Transcriptional factors ETS1/2 and p52 synergize downstream of non-canonical NF-κB signaling to drive reactivation of the −146C>T mutant TERT promoter in multiple cancer types, but the mechanism underlying this cooperativity remains unknown. Here we report the crystal structure of a ternary p52/ETS1/−146C>T TERT promoter complex. While p52 needs to associate with consensus κB sites on the DNA to function during non-canonical NF-κB signaling, we show that p52 can activate the −146C>T TERT promoter without binding DNA. Instead, p52 interacts with ETS1 to form a heterotetramer, counteracting autoinhibition of ETS1. Analogous to observations with the GABPA/GABPB heterotetramer, the native flanking ETS motifs are required for sustained activation of the −146C>T TERT promoter by the p52/ETS1 heterotetramer.

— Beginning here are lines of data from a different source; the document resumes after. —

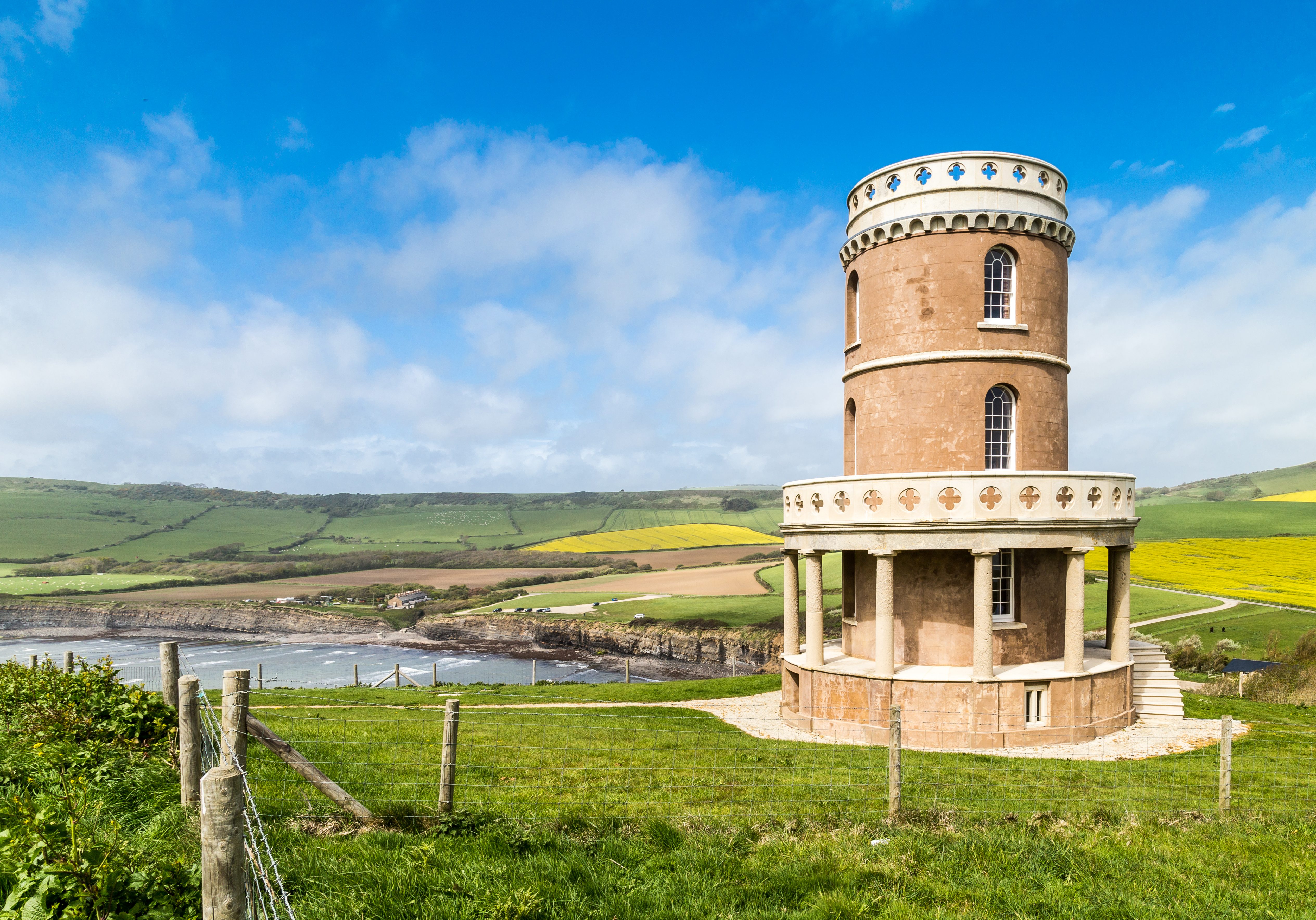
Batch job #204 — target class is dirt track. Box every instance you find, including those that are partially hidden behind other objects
[113,569,587,600]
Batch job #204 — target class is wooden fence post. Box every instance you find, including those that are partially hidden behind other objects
[220,669,251,770]
[887,705,900,817]
[438,700,462,812]
[176,674,201,808]
[1220,716,1233,813]
[201,766,247,920]
[161,642,178,709]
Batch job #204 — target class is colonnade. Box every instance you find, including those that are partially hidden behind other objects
[782,546,1133,680]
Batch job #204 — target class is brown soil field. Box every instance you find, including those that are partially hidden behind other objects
[595,545,777,569]
[526,553,767,595]
[108,569,592,600]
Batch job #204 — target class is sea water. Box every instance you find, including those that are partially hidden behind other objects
[0,638,622,690]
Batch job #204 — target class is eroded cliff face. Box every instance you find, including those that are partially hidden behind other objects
[416,615,782,673]
[0,601,393,638]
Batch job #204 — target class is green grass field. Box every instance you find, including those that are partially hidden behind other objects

These observations provide a unifying mechanism for transcriptional activation by GABP and ETS1, and suggest that genome-wide targets of non-canonical NF-κB signaling are not limited to those driven by consensus κB sequences.

Suggested Citation

  • Xueyong Xu & Yinghui Li & Sakshibeedu R. Bharath & Mert Burak Ozturk & Matthew W. Bowler & Bryan Zong Lin Loo & Vinay Tergaonkar & Haiwei Song, 2018. "Structural basis for reactivating the mutant TERT promoter by cooperative binding of p52 and ETS1," Nature Communications, Nature, vol. 9(1), pages 1-10, December.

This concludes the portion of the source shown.